Arranging posts by topic can help my own writing in showing me whether there are topics I haven't looked back on in a while . . . topics I write about so often it's probably a drag . . . or some interesting subject I started exploring and abandoned.

So I went back the other day and played around with the template a bit, and then went back and labeled all of my posts. Now, since there were only 54 of them, and they are somewhat unified in subject matter, it was not that difficult. The blogger cult has also made it pretty easy by automatically suggesting existing labels while you're typing based on the first letter or two. Lazy labels.

We'll see how the labeling thing turns out, and whether it continues to spread. And I guess I'm not that cool, edgy, and different after all!

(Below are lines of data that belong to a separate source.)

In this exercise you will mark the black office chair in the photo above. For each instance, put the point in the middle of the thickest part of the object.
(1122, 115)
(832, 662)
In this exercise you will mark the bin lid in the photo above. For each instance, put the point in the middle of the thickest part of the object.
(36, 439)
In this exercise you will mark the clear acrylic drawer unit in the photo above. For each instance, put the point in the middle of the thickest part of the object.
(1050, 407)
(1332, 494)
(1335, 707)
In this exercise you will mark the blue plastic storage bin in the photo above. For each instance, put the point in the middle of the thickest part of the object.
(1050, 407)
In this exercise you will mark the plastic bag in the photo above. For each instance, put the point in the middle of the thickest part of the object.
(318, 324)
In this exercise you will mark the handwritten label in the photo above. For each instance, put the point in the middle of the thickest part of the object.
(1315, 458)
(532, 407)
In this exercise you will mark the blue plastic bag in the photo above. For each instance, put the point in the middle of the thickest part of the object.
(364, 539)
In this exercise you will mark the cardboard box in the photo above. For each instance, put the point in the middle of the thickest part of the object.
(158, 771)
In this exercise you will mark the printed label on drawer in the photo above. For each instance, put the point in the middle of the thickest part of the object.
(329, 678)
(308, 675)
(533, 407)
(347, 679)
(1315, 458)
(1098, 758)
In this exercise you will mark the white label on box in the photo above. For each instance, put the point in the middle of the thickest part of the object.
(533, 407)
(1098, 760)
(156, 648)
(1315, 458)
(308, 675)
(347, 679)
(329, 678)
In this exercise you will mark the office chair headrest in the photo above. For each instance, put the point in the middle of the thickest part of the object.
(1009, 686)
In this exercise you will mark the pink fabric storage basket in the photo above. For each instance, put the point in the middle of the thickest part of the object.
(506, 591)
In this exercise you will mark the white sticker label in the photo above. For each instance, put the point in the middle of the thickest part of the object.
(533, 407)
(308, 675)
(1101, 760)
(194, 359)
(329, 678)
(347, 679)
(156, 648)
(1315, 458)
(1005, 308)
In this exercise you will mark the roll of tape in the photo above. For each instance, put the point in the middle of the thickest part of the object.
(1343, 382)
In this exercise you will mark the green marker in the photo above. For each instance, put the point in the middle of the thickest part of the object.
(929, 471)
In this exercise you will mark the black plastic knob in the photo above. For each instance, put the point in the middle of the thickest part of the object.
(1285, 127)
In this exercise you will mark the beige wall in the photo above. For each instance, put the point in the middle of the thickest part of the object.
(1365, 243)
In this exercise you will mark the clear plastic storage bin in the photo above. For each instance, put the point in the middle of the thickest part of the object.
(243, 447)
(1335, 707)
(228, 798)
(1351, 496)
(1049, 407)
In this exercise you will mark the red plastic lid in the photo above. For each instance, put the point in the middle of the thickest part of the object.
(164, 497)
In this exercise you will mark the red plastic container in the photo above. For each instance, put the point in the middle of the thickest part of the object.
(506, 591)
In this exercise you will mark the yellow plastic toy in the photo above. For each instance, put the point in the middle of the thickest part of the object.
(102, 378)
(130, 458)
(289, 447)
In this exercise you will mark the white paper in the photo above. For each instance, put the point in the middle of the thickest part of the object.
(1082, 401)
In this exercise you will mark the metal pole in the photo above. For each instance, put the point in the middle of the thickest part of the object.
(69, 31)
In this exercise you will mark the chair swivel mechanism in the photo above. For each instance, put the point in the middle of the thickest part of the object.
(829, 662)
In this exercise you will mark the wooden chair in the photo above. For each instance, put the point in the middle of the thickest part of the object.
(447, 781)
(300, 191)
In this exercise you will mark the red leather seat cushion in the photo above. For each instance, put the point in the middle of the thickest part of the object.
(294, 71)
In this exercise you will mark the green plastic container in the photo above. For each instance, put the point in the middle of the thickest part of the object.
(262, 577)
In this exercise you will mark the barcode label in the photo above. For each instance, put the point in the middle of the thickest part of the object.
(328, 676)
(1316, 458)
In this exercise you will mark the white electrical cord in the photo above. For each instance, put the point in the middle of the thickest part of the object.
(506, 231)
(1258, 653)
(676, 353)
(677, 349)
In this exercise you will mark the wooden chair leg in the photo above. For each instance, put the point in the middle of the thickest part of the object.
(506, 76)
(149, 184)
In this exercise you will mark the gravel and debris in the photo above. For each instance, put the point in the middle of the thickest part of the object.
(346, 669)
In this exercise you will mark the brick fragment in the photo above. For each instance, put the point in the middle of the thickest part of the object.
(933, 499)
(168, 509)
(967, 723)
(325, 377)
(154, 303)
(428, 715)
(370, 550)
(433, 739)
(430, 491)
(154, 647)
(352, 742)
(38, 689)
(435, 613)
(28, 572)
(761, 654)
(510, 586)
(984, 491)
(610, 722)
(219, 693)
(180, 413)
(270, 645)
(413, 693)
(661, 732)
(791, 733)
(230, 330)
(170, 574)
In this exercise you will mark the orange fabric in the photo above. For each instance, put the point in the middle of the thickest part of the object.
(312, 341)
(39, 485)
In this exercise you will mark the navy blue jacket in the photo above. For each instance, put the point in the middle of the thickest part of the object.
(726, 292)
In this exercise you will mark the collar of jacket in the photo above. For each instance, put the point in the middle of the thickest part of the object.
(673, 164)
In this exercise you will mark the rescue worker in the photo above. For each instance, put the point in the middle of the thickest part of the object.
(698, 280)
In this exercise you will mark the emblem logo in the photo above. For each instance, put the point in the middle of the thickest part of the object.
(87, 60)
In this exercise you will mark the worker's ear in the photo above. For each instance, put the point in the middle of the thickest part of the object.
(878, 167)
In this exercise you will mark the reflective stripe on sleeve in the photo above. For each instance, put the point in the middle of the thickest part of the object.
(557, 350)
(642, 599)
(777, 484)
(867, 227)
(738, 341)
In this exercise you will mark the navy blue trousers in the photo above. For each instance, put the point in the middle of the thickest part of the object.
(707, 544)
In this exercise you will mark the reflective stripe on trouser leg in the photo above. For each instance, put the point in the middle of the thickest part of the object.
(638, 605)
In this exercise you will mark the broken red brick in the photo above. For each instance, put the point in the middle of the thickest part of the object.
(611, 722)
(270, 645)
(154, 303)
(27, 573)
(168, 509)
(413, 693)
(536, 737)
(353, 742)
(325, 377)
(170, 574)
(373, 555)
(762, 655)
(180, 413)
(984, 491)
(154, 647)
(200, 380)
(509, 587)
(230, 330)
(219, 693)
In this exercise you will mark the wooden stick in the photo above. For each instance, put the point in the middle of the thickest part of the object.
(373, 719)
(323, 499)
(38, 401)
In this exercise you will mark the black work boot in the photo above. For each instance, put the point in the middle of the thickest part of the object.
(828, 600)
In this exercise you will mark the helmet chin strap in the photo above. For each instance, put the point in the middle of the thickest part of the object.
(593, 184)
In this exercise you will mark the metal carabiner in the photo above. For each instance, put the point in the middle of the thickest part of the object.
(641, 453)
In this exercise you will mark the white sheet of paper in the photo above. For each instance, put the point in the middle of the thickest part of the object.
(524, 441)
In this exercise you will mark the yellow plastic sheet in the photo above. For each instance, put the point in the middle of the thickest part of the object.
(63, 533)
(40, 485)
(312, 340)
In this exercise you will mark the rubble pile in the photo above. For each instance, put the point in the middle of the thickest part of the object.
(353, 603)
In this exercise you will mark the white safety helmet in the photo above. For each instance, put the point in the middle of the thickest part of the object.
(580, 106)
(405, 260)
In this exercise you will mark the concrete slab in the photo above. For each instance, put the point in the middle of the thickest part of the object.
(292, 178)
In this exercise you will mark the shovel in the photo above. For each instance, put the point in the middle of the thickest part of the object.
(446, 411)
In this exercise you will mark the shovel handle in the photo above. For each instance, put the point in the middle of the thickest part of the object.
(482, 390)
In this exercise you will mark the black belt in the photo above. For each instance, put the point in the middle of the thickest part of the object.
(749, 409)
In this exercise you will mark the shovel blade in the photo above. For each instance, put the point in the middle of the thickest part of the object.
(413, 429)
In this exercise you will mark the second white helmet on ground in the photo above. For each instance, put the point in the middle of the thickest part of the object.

Thursday, November 30, 2006

International Promote-a-Blog Week


[Updated: In the interest of not getting lost in the erev Shabbos shuffle, I am going to extend this to a week-long festivity ;)]

Who says I can't start a new holiday? Despite my own (highly) limited readership, I'm going to see if I can promote two blogs, and encourage others to do the same. Most of us do this already via our blogrolls and posts, but I'm going to go ahead and suggest that the first week of December henceforth be known International Promote-a-Blog Week.

Here are the two blogs I'm promoting:

1. Swedish, single, and Jewish - Hila is a cool girl who often has perceptive and witty things to say over at RaggedyMom. Her story, the bits and pieces that I've gathered by reading, is fascinating. How many of us actually know someone Swedish? Who's also converting to Judaism? And in college in the Midwest? I particularly like reading about the quality of relationships between Hilahoney and her family members. Go check out Hila's blog!

2. Table Nine is a brand-new blog by my very good friend, neighbor, and, according to some, the girl who could pass for my sister. And I don't have any sisters. So just in terms of biological improbability, this is of high interest to our national security. A brave, intelligent, gluten-free gal, Table Nine is sure to have some crazy-amazing (crazamazing) things to say in the future. Having friends who start blogs is almost as great as becoming frum and then encouraging your family members to become frum, too. Well. Of course I'm kidding. It's better than that. Have a look at what Tableninemama is talking about!

So there you have it. It's the first week in December. Go out there, and promote two blogs you feel deserve an extra boost of attention!